More outlandish: Examine reviving the streetcar system. No city in the country
I know of has done this, so maybe this means it's a good idea. Most of the
main streets in Norfolk have street line tracks buried under the asphalt.
Q: How important is it to have people live downtown? Or at least close
by?
A: I think that's a good thing. A lot of it is having a vision of what Norfolk
should look like. My vision might be a dense, compact city where people can
walk, bicycle, take the streetcar, bus or drive to a lot of different places.
That has neighborhood business centers that are alternatives to the more standard
neighborhood shopping mall model.
Q: Do you see MacArthur Center in that tradition?
A: My view on MacArthur Center is kind of nuanced. I think it's a good thing
it was built. Right now it's helping downtown. I would have voted for it if
I were on City Council.
But it's fatally flawed in its design, which in the long run will probably
hurt both the mall and the city. To repeat an old charge, it's built like
a hermetically sealed box, which limits how much the mall can help the rest
of downtown - and which also limits how much the rest of downtown can help
the mall.
If Granby Street continues to take off, it's going to be very difficult for
people to casually walk from Granby Street to the mall. It's not impossible,
but difficult. The mall lives and dies by itself too much.
Q: What are some of the good things that have happened downtown?

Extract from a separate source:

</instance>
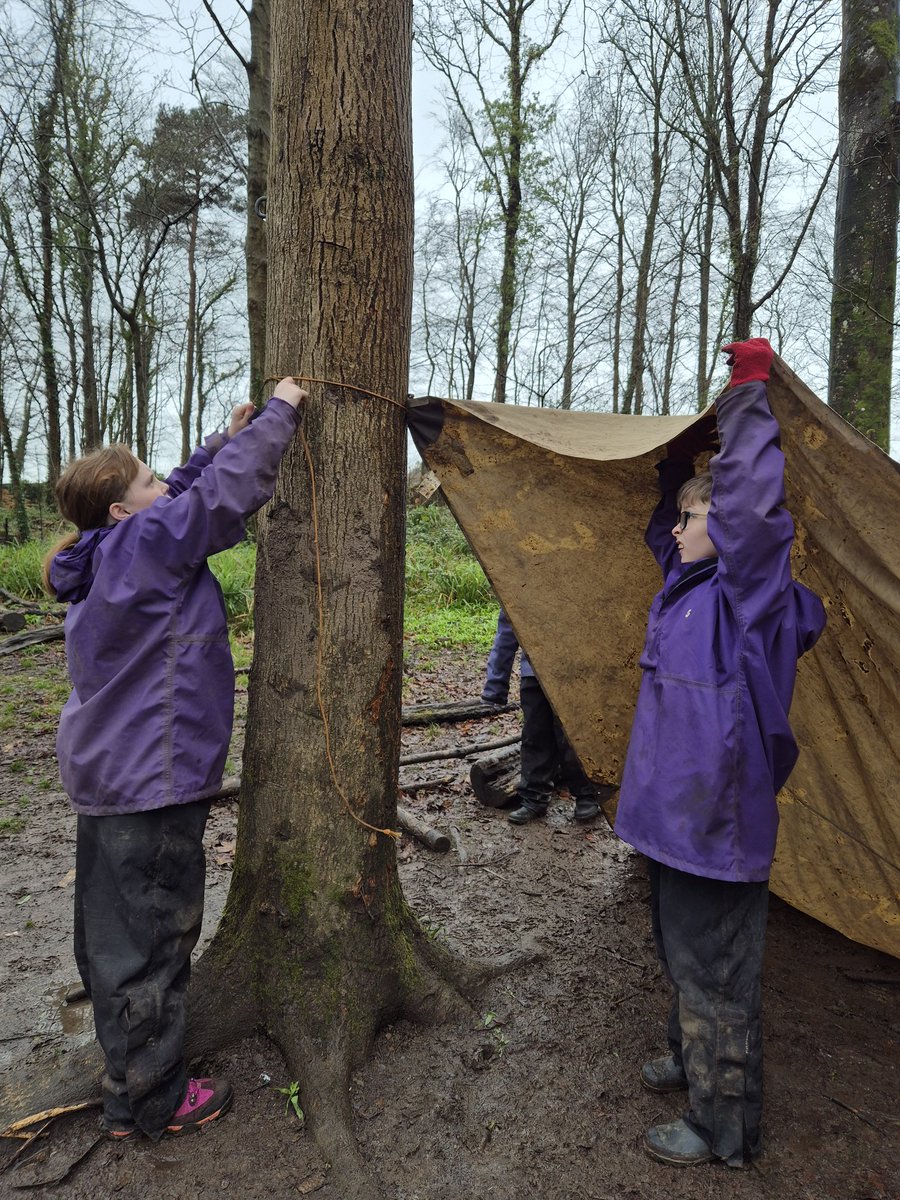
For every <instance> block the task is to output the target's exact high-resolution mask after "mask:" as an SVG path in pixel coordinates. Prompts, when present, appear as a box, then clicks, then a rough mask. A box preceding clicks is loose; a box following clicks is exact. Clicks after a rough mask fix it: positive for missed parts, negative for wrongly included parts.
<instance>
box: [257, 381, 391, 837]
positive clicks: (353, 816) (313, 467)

A: The Collins housing (a relatively new development along Boush Street) is
very good but it's also built too much as a suburban housing complex. The
electric bus system is good.
All the cities in Hampton Roads have an unofficial policy of not allowing
poor people to live there. It's immoral, un-Christian and wrong. For all its
strengths, the ward system has still not allowed Norfolk to treat all its
residents as citizens.
Q: So if all that money spend in the 1950s and 1960s on redevelopment and
transportation had been spent on a public transportation system, say, and
not slum clearance or a highway that dumps into downtown, Norfolk would be
a better city?
A: It would have required stunning 20/20 foresight, but in hindsight, yeah.
In the book, I talk about money, government and transportation, and all three
are connected. On the business side, (people) should look at how they can
change the region's economic vantages. They should look at their key transportation
link to the outside world.
Politically, if we can have more of a regional government and more state growth
control and more regional land use plan, we would have less sprawl, more prosperous
neighborhoods, and a more livable region. That would make us more attractive
to businesses.
On the smaller-mode transportation, we should make our neighborhoods more
livable and make car travel less of a priority. Using a car is a personal
decision, but building highways is a public decision.